Harry Potter had defected.
Remus Lupin was waiting for the end. He didn't know how to fight it. He didn't even know how to begin to prepare to fight the awesome power of two Dark Lords.
He unlocked the classroom door, stepped in, and knew.
Harry Potter, Dark Lord, turned from his perusal of Remus Lupin's lecture notes to face his father's remaining best friend.
Remus knew that Harry Potter knew he knew.
Remus also knew that it meant he would be dead in the next half hour.
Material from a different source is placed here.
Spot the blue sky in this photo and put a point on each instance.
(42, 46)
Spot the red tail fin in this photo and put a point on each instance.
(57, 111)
But Remus knew other things.
He knew that the common saying, "hindsight is twenty-twenty" was bullshit, because Remus was looking back on his life, on Harry's life, and he had no idea how to pinpoint when Harry had turned down the wrong path, when no one had begun to notice, when those who did notice began to die.
But in that small span of time between his entering the classroom and his imminently painful death, Remus Lupin did decide on one thing.
The end hadn't begun with Hermione Granger's death, as Severus had speculated.
It had begun when Lilly and James Potter had been instructed to give up their lives to allow their infant to live...though they could have all three escaped to safety, had it not been for one quack Divinations Professor's prophecy.
They had been instructed by Albus Dumbledore to hide, to stay, to protect. Remus wondered, for the last time, whether Dumbledore had defected as well, or if he had just been blind. So utterly blind.
Remus hoped his superior had been misled...but the longer he watched Harry Potter play him like prey, the more he felt betrayed from all angles.
For who could be so blind as to not see this?
Just before the pain began, Remus decided that the end had begun when the Boy Who Lived was allowed to do just that.
Live.
Remus Lupin's body was found, though they were lucky to call it a body at all. Pieces of a body, more like, with more missing than found.
But no one really noticed.
No one really cared.
No one really saw.
Because all the Wizarding world could see was blood and war and pain and death.
All because one boy lived.
This one living boy saw to it that no person from Hogwarts that year walked out. The world's most powerful witches and wizards were murdered, one by one, in the halls and the classrooms of the school.
His companion, the first Dark Lord, saw to it that no one entered the halls of Hogwarts that year. Or any year.
Because one boy lived, all others died.